Among the companies in our Culture Directory, Notion stands out for its unusually high marks across the board — a 4.4 overall Glassdoor rating, near-universal CEO approval, and employee sentiment that consistently highlights the quality of the product and the people. The 148 open roles signal a company that's actively growing, not coasting.

The Product-Obsessed Culture

If there's one word that defines working at Notion, it's craft. This is a company that was nearly dead in 2015 — Zhao and Last moved to Kyoto, Japan, rebuilt the product from scratch, and emerged with a tool so thoughtfully designed that it grew almost entirely through word of mouth. That founding story isn't just mythology; it's the DNA of how Notion still operates.

Product quality is treated as a first principle, not a nice-to-have. Engineers don't just ship features — they're expected to deeply understand the user experience, to care about how something feels, not just whether it works. This goes beyond the typical "customer-first" platitude. At Notion, an engineer might spend a full day refining a drag-and-drop interaction because the 200ms delay between "good" and "great" actually matters to the team.

Culture Signal "The product is genuinely beautiful, and the people who build it care about that. You're not just shipping tickets — you're crafting something that millions of people use every day."

This product obsession extends to how teams are structured. Notion operates with small, cross-functional pods where engineers, designers, and product managers work closely together. The walls between disciplines are unusually thin. Engineers attend design reviews. Designers understand technical constraints. The result is a product that feels cohesive in a way that most productivity tools don't — and a work environment where people with broad curiosity tend to flourish.

The flip side is that this culture can be demanding. When everyone cares deeply about quality, standards are high. Feedback is direct. Mediocre work gets called out, not gently. For engineers who thrive on that kind of rigor, it's energizing. For those who prefer clear specs and predictable timelines, the ambiguity can be uncomfortable.

Glassdoor Ratings Breakdown

Notion's Glassdoor profile tells a story of a company that has maintained strong employee satisfaction even as it's scaled from a tiny startup to a nearly 800-person organization. Here's how the numbers break down.

Culture & Values 4.4
Career Opportunities 4.1
Compensation & Benefits 4.5
Overall Rating 4.4
Work-Life Balance 4.2

A few things stand out. The 4.4 Culture & Values score matches the overall rating, reflecting consistent employee satisfaction across the board. Career Opportunities at 4.1 is solid but slightly lower — a common pattern at companies of this size where growth paths exist but aren't unlimited. The "lowest" score is also Career Opportunities, suggesting that as Notion scales, creating clear advancement paths remains an area to watch. Work-Life Balance at 4.2 is above average but signals that this is a demanding environment. The 96% CEO approval rate for Ivan Zhao is remarkable and reflects a founder who still commands deep respect from the team.

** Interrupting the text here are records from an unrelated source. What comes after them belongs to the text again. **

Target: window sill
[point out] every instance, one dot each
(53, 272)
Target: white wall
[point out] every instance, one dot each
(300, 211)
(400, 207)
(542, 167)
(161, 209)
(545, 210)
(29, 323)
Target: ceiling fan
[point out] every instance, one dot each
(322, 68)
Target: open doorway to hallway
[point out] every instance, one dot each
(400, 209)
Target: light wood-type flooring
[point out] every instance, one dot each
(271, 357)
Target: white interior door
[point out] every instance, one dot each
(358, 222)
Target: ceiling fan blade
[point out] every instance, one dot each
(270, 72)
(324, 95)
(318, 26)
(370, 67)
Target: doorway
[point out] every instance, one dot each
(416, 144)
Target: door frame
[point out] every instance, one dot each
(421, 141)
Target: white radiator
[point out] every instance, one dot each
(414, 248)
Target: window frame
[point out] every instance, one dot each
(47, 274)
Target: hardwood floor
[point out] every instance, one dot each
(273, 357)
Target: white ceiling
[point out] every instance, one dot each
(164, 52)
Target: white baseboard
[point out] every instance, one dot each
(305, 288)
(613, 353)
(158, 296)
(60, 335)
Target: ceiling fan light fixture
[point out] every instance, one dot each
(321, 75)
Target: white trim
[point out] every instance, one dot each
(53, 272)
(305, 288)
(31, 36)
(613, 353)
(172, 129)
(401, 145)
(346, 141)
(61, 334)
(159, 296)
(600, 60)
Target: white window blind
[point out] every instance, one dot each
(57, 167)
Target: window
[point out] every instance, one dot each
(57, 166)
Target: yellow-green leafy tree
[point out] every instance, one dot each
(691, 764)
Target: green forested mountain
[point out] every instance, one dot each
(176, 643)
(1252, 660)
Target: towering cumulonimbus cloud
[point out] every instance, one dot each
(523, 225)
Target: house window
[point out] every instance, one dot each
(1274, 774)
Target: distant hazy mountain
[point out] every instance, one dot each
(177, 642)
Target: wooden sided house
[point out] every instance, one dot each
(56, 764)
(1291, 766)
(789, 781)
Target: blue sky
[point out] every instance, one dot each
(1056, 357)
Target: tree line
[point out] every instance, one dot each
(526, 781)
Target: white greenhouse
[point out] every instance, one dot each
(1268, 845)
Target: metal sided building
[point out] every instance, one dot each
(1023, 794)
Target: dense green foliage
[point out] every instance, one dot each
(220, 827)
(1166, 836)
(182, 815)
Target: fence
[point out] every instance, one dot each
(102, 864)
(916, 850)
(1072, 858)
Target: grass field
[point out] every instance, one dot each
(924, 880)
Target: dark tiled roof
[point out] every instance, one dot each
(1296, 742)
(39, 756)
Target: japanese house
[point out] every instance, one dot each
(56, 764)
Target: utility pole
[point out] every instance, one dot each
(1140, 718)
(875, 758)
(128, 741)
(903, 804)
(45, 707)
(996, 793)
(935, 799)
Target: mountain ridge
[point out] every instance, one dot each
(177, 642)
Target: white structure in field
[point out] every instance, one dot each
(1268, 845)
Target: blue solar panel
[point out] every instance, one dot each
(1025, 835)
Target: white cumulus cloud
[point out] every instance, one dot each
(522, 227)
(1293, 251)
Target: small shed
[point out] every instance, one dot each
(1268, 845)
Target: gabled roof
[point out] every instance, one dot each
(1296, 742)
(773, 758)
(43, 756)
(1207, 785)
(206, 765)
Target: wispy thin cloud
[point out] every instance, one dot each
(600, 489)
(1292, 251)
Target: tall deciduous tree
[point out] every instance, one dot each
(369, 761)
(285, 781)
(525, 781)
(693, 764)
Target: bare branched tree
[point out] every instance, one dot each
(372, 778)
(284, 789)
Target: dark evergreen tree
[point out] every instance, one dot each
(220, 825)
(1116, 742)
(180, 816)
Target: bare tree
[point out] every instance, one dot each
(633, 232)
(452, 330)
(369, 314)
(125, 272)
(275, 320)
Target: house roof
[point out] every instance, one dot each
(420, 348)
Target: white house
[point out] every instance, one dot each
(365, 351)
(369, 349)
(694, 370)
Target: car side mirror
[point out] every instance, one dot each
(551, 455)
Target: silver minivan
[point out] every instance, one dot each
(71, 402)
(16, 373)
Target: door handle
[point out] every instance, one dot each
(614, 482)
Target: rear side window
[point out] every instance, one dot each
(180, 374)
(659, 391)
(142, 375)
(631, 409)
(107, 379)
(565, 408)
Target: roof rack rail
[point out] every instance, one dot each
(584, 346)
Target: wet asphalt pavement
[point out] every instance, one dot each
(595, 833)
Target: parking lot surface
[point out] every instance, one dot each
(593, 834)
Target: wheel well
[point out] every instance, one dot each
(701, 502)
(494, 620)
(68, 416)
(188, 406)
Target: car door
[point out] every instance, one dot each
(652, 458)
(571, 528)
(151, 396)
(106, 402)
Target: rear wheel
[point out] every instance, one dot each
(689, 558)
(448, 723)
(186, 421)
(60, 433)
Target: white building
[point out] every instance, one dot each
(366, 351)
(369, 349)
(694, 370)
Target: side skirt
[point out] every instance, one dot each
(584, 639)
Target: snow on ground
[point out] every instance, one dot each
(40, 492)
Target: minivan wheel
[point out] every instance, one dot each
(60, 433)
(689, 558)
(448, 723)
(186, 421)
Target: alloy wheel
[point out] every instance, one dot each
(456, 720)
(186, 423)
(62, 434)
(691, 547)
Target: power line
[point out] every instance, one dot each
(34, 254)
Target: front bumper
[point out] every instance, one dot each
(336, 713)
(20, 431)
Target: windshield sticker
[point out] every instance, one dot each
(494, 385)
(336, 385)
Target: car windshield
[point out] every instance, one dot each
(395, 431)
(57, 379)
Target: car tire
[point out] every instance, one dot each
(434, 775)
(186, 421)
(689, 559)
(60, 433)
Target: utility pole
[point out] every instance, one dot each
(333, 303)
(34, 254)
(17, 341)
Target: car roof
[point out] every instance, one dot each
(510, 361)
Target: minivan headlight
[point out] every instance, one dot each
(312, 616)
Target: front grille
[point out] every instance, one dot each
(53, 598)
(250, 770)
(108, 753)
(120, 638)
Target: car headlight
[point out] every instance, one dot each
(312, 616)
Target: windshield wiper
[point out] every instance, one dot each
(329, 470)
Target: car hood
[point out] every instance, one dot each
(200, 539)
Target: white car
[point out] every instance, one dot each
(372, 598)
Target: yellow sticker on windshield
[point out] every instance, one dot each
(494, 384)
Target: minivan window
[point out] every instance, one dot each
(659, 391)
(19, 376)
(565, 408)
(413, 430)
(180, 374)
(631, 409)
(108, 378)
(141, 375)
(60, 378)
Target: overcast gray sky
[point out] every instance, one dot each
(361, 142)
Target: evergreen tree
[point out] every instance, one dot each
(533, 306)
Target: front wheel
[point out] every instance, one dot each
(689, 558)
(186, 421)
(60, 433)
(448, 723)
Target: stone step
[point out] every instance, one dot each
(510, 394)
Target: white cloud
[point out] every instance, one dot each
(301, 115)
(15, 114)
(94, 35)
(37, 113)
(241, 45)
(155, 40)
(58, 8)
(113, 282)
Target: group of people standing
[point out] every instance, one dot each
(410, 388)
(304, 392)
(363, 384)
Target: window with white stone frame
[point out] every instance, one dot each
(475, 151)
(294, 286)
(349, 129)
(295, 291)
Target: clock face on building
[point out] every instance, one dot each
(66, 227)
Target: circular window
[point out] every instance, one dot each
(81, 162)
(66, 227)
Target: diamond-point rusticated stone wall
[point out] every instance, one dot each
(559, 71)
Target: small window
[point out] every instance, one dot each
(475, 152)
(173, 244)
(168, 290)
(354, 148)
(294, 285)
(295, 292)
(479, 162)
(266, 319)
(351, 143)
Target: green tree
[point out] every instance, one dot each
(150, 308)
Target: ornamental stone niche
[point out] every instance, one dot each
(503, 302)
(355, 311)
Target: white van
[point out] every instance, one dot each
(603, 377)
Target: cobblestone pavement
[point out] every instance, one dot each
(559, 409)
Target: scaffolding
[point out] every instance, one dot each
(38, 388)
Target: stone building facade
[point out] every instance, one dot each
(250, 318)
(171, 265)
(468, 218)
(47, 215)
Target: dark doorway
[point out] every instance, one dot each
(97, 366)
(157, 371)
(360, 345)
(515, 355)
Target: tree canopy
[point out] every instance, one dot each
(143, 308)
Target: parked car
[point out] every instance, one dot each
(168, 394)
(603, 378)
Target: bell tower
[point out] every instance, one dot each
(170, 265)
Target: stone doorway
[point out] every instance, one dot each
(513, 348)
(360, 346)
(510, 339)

Ivan Zhao's Leadership Style

Understanding Notion's culture requires understanding its founder. Ivan Zhao is not a typical Silicon Valley CEO. He studied cognitive science, not computer science. He's deeply influenced by design thinkers like Bret Victor and tools-for-thought pioneers like Doug Engelbart. His vision for Notion isn't just "build a good productivity tool" — it's to create software that amplifies human thinking and creativity.

This shows up in how the company operates. Zhao is known for being deeply involved in product decisions, reviewing designs and prototypes at a level of detail that most CEOs at $10B companies have long abandoned. He's not a micromanager — teams have real autonomy — but he sets an extraordinarily high bar for what "done" means. Multiple employee reviews highlight that Zhao's presence elevates the quality of work across the company.

Employee Pro "Ivan genuinely cares about the product and the craft. It's not performative. He'll spend an hour debating the right way to handle a particular interaction, and the product is better for it."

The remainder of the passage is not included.